GCC optimization flags for Erlang/OTP compilation - performance vs safety

Hi Folks,

I’m compiling Erlang/OTP (28+) from source on Linux using these GCC flags: -O2 -march=native -fomit-frame-pointer -funroll-loops

Looking for community guidance on:

  1. Which additional optimization flags are safe to use for maximum performance? I’ve avoided -O3 due to concerns about potential instability, but wondering if that’s overly cautious for Erlang.
  2. Are any of my current flags considered problematic for production Erlang systems?
  3. For Docker deployments where portability matters, what’s the recommended approach instead of -march=native while still maintaining good performance?

Would appreciate any insights from your production experiences with optimized Erlang builds.

Thanks,

2 Likes

I’ve never heard of -O3 causing instability before. Could you please attach your source for this?

@Benjamin-Philip The -O3 compilation flag frequently underperforms compared to widespread
expectations and also tends to generate larger object files.

This issue is not new and is well-documented across the software development
community: Ubuntu Provides More Insight Into Their Decision Not To “-O3” Optimize All Packages

Even the Linux kernel, one of the most performance-critical codebases in
existence, explicitly uses -O2 as its default optimization level rather than
-O3. This can be seen directly in the official Linux kernel Makefile
where CONFIG_CC_OPTIMIZE_FOR_PERFORMANCE sets KBUILD_CFLAGS += -O2.

Linus (Torvalds) has explicitly rejected attempts to use -O3 in the kernel,
citing concerns about compiler bugs and lack of performance benefits. As one
kernel documentation source notes: “This is the default optimization level for
the kernel, building with the -O2 compiler flag for best performance and
most helpful compile-time warnings.”

Hence my original question.

1 Like
  1. Note that the Erlang/OTP build itself enables -O3 for select files, in particular the BEAM emulator beam_emu.c. (I haven’t checked if that’s changed with JIT.) -O3 has historically been problematic because it enabled auto-vectorization which has had a number of bugs. However some of that is enabled even at -O2 these days.
  2. -march=native is problematic if build and run hosts aren’t exactly the same. You may even run into problems on big.LITTLE systems unless the two sets of cores have identical feature sets.

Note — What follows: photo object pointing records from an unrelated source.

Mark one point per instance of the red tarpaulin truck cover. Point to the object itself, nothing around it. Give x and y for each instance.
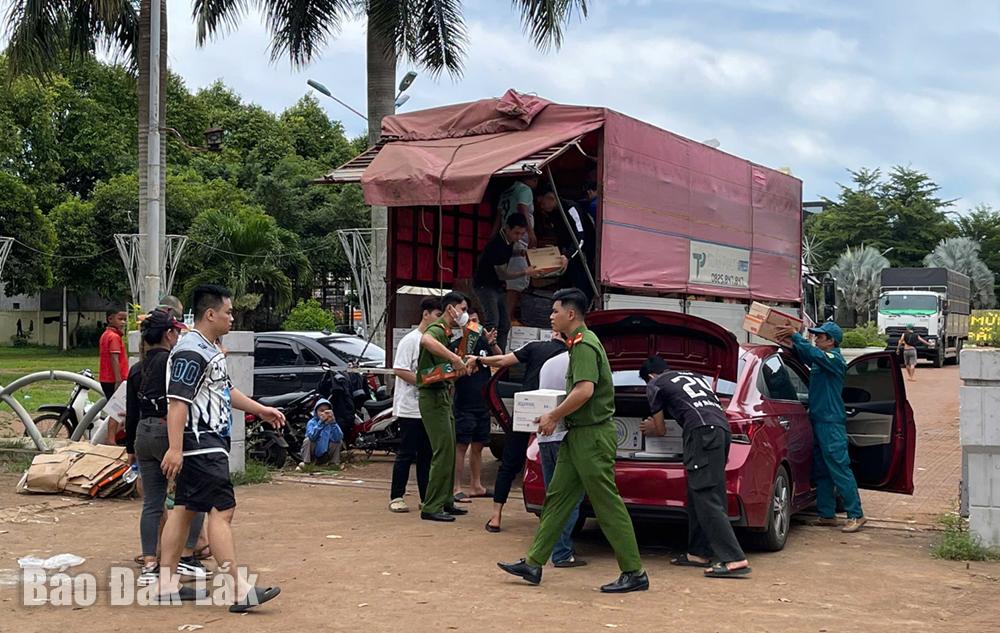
(676, 215)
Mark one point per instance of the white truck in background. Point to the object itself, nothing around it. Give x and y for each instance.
(934, 301)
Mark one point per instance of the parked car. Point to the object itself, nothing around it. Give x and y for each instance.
(765, 392)
(287, 362)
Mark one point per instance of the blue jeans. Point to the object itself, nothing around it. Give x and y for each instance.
(563, 550)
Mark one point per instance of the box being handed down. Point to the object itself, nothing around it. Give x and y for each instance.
(764, 321)
(530, 405)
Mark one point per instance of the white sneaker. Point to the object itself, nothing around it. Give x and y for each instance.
(192, 568)
(149, 575)
(398, 505)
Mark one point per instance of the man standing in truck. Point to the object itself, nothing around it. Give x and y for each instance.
(908, 344)
(831, 463)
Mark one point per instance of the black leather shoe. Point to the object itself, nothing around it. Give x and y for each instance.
(523, 569)
(628, 581)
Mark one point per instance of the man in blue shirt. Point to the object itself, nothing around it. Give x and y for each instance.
(831, 462)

We use rpmbuild’s defaults, currently AL2023 but previously AL2 and generations of CentOS.

3 Likes

Some other flags to consider:

  • if -march=native is too restrictive, usually you can find a combination of -march and -mtune that will allow you to compile for processors newer than from the 90s, to take advantage of newer features
  • -fdata-sections and -ffunction-sections combined with the linker flag -Wl,–gc-sections can shrink the size of the binary quite a bit by removing unused stuff
  • Finally, there’s various flavours of LTO, PGO, and BOLT that combined can give really nice wins, but usually involve some more complex setup
3 Likes